Extract preprocessed tensors from nvpreprocess

Hi,

I’ve been trying to debug pgie because it gave different result than the original Pytorch model. I verified the result between Pytorch model and TensorRT engine (FP32 mode) and they are almost similar as expected. However, when I checked the entire DeepStream pipeline, the result is different.
Here’s my pipeline

nvstreammux -> nvdspreprocess -> nvinfer -> ...

I verified the output of nvstreammux. Both padding and size are correct except the color, I think it’s not RGB but i guess the downstream pgie module will take care of it.

For the output extraction from nvstreammux, I followed this example.

Because my pipeline uses nvdspreprocess for preprocessing, I rebuilt both libnvdsgst_preprocess.so and libcustom2d_preprocess.so with DEBUG_LIB and DEBUG_TENSOR flags enabled.

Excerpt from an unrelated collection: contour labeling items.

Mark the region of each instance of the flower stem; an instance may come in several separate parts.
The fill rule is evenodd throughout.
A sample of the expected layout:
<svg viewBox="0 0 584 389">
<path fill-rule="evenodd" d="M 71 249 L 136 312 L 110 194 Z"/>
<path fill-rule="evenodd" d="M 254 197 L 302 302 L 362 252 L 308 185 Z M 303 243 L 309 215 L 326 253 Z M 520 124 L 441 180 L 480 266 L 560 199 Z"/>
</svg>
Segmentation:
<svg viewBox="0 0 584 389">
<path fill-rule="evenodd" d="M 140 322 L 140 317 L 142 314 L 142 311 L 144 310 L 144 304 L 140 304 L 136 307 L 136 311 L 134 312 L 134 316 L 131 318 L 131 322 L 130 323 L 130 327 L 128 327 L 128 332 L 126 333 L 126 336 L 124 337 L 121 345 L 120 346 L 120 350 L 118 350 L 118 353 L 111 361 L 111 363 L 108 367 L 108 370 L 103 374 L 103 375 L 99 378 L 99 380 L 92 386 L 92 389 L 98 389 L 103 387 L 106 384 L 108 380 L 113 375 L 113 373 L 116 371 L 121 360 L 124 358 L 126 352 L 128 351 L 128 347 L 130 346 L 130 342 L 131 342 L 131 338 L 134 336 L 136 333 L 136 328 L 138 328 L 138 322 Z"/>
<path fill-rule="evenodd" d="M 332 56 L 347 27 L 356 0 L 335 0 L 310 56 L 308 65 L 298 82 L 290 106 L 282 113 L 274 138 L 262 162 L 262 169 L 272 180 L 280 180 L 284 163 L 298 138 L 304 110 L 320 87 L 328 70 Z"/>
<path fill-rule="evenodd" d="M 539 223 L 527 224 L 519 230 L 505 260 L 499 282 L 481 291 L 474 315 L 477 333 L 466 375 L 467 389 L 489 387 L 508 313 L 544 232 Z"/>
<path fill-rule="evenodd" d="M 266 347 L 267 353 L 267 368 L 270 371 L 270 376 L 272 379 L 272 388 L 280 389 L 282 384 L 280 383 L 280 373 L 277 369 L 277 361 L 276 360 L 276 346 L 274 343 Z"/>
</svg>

This would save impl_out_batch_xxx.bin file. When I checked the size, it wasn’t right.

tensor = np.fromfile('xxx/tensorout_batch_0.bin')
tensor.shape
<<< (992256,)

my network takes width = 1088, height = 608, so here the tensor shape should be 1088 x 608 x 3=1984512. How can we investigate the output from nvdspreprocess when these 2 flags are enabled?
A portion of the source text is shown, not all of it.